The speed is not without results. In four years Delores has crocheted 2,000 caps and other items, most of which she has donated to local charities.
Delores created the caps for Stitches of Hope, a Bluffton-based volunteer group that gives handmade caps to people who lose hair from illness (www.stitchesofhope1.blogspot.com). Each Friday she joins the group of crafters who meet at Ossian Church of the Nazarene to crochet items that are given away to needy individuals.
Sharing her natural gift of creating with others is part of Delores’ personality and she is always looking for ways to help. When she heard a neonatal nurse lament about the lack of clothing to wrap stillborn babies in who had died before handing them to their parents, Delores began crocheting tiny gowns. “It seemed a small way to help the families with their grief,” she said.
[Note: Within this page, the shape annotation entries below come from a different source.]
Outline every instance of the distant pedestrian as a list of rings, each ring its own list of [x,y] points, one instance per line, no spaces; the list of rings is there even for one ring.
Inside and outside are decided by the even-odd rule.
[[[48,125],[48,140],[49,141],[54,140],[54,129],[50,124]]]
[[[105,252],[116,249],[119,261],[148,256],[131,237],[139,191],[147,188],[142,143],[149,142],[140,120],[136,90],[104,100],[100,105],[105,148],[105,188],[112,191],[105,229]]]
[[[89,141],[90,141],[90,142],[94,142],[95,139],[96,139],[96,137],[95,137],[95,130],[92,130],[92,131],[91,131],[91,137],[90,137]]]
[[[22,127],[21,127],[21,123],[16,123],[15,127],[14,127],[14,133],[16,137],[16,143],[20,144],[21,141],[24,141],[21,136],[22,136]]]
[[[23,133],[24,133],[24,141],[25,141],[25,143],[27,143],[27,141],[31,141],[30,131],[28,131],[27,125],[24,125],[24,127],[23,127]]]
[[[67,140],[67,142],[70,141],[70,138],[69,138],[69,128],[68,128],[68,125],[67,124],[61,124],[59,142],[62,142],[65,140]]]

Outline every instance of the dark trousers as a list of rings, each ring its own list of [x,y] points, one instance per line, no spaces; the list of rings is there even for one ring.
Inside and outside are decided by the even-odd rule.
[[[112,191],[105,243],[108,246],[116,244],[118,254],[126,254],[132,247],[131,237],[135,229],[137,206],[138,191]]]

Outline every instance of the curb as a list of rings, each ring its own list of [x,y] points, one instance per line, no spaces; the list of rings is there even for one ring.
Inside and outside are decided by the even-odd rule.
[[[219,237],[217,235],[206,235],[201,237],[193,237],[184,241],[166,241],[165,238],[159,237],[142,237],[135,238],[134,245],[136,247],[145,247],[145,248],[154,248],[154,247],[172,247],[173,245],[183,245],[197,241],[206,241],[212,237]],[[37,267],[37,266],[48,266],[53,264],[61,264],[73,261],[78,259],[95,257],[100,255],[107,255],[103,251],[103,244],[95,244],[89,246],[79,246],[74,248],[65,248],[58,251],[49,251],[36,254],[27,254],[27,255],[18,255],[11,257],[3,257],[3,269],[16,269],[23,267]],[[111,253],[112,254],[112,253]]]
Helping others was important to Delores at a young age. Born in central Arkansas in 1940, she learned to barrel race on a friend’s horse. By at age 14, she had joined a rodeo based in her hometown. She adapted easily to trick riding on the rodeo boss’ trained horse named Sonny.
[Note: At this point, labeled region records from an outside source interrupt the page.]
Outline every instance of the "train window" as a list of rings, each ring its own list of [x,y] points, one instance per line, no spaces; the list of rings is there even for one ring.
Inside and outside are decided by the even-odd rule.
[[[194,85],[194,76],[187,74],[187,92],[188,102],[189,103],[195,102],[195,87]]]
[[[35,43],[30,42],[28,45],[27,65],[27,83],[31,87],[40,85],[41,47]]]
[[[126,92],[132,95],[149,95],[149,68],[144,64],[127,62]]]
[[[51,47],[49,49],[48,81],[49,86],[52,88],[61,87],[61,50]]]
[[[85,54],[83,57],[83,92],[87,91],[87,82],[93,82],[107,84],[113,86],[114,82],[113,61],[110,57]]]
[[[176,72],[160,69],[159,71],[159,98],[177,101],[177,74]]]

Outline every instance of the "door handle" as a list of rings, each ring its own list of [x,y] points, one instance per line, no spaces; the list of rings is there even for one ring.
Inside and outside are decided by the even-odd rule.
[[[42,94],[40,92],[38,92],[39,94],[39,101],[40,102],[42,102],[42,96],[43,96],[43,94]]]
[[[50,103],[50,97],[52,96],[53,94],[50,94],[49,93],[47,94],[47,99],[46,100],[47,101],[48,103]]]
With Delores’ instructions Sonny performed three tricks for audiences: pushing a baby buggy, waving an American flag, and balancing on a teeter totter.
At the end of each show Delores somersaulted off of Sonny’s back, then she and Sonny bowed. Delores was paid $50 for each rodeo performance. “That was good money for a teenager in the 1950s,” she said.
On several occasions she and other rodeo members performed benefit shows for residents of the nearby state hospital. “It was a lot of fun making people happy,” she said.
Delores worked with the rodeo until graduating from high school. She then enrolled in nursing school in Little Rock, but transferred to Saint Joseph’s School of Nursing in Hot Springs from where she graduated. As a nurse, Delores worked in various departments of the hospital — Emergency, pediatrics, orthopedics, and surgery. “Each area was challenging,” she said. “Being a nurse was never boring.”
In 1962 Delores married her husband Neil. The next year they moved to Oklahoma where Neil attended air traffic controller school. In 1971 the couple, which by now included three children, moved to the Ossian area when Neil was hired as an air traffic controller at Fort Wayne International Airport.
Delores became involved with PTA, cub scouts as a den leader and as a volunteer with the Red Cross blood mobile.
In later years she changed careers from the health industry to communication, finding a position as a training instructor with Centennial Wireless. Since retiring in 1999, Polderman has taught herself many crafts, including oil and water color painting, doll making, rug weaving, counted cross stitching and candle wicking. Her current challenge is to learn how to use a spinning wheel to make wool thread. Her home is filled with many of her endeavors.
When her grandchildren visit, Polderman is quick to share her love of crafts with them “I like to encourage the next generation to create because working on a craft project is soothing,” she said. “It feels like I’ve accomplished something when I’m done.”